In fondo due fratelli non hanno conosciuto altri legami affettivi e per questa ragione il loro rapporto è diventato esclusivo, interdipendente, diventando, a sua volta, indicibile il segreto che li unisce. Se questo ambiente in cui sono cresciuti i loro sentimenti fosse intaccato da presenze estranee si romperebbe quell’equilibrio sentimentale così faticosamente raggiunto in quei sette anni di stretta convivenza. Il mantenere il segreto diventa protezione da ogni esposizione e al contempo, benché penosa, unica modalità di stare al mondo. La storia di Patrice e Michel può dunque diventare il paradigma di un percorso di possibile guarigione con l’inevitabile sacrificio di qualcosa e qualcuno, un sacrificio che lavi una colpa, porti con sé il trauma, ristabilendo un auspicato equilibrio. Casas si adatta, con un montaggio che restituisce quella esiziale continuità tra il passato e il presente, a raccontare la subliminalità insistita del passato nella attualizzazione del presente che, circolarmente, sembra non possa fare a meno di quel passato. Il film crea quel vortice tra memoria e presente, tra desiderio di guarigione e indissolubile legame a quell’infanzia così incisiva – lo è per tutti, ma per i due protagonisti diventa un insopportabile valore aggiunto – divenuta labirinto della coscienza che, avvolgendo le loro vite, gli impedisce di uscire, anche nell’età adulta, da quella foresta e quindi guarire dal trauma.

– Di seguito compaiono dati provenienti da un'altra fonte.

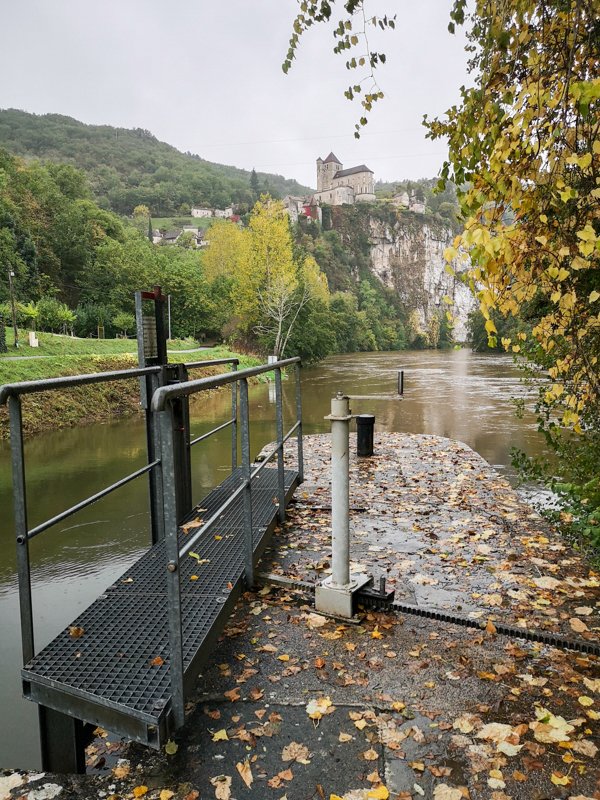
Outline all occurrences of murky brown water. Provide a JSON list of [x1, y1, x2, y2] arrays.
[[0, 350, 544, 768]]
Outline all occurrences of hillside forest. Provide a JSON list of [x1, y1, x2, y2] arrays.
[[0, 150, 458, 361]]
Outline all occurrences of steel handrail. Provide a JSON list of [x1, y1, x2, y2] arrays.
[[152, 356, 300, 411], [184, 358, 240, 369], [0, 367, 161, 405], [25, 458, 160, 544], [179, 480, 248, 558], [190, 419, 235, 447]]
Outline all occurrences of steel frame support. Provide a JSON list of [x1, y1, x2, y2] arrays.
[[294, 362, 304, 483], [159, 410, 185, 728], [8, 395, 35, 664], [145, 370, 165, 544], [167, 364, 192, 523], [275, 367, 285, 524], [240, 378, 254, 589], [38, 705, 92, 775], [231, 363, 238, 472]]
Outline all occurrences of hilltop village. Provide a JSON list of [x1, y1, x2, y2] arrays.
[[152, 152, 425, 247]]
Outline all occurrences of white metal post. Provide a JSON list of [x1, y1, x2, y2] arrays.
[[331, 394, 351, 588], [315, 392, 373, 619]]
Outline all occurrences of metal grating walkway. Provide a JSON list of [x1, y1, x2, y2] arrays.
[[22, 467, 298, 748]]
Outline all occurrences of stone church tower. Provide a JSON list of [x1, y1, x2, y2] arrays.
[[317, 153, 342, 192], [313, 153, 376, 206]]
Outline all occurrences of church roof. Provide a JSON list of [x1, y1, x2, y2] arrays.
[[333, 161, 373, 178]]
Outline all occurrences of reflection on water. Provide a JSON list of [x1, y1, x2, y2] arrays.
[[0, 351, 544, 768]]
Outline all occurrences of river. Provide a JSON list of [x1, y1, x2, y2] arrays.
[[0, 350, 545, 769]]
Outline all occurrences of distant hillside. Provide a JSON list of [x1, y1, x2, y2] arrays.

Yvan Attal è Michel e Mathieu Kassovitz è Patrice, due registi che non vestono affatto male i panni degli attori, che lavorano in sottrazione e senza desiderio di primeggiare nelle loro rispettive interpretazioni. Il merito va riconosciuto anche a loro. La storia di Patrice e Michel ha il merito di indagare con una certa perseveranza e con una buona capacità introspettiva su quegli eventi, violenti e decisivi, che aprono fratture nella coscienza, che diventano, a loro volta, un peso esistenziale insopportabile. Un percorso accidentato, lungo e pieno di insidie, a conferma che i traumi infantili si possono cicatrizzare ma non guarire e che le età si susseguono in una continuità inavvertita tanto da impedire di relegare il passato in un tempo che pensiamo come inaccessibile, quel tempo diventa ininterrotto confondendo quel passato con il nostro discontinuo presente.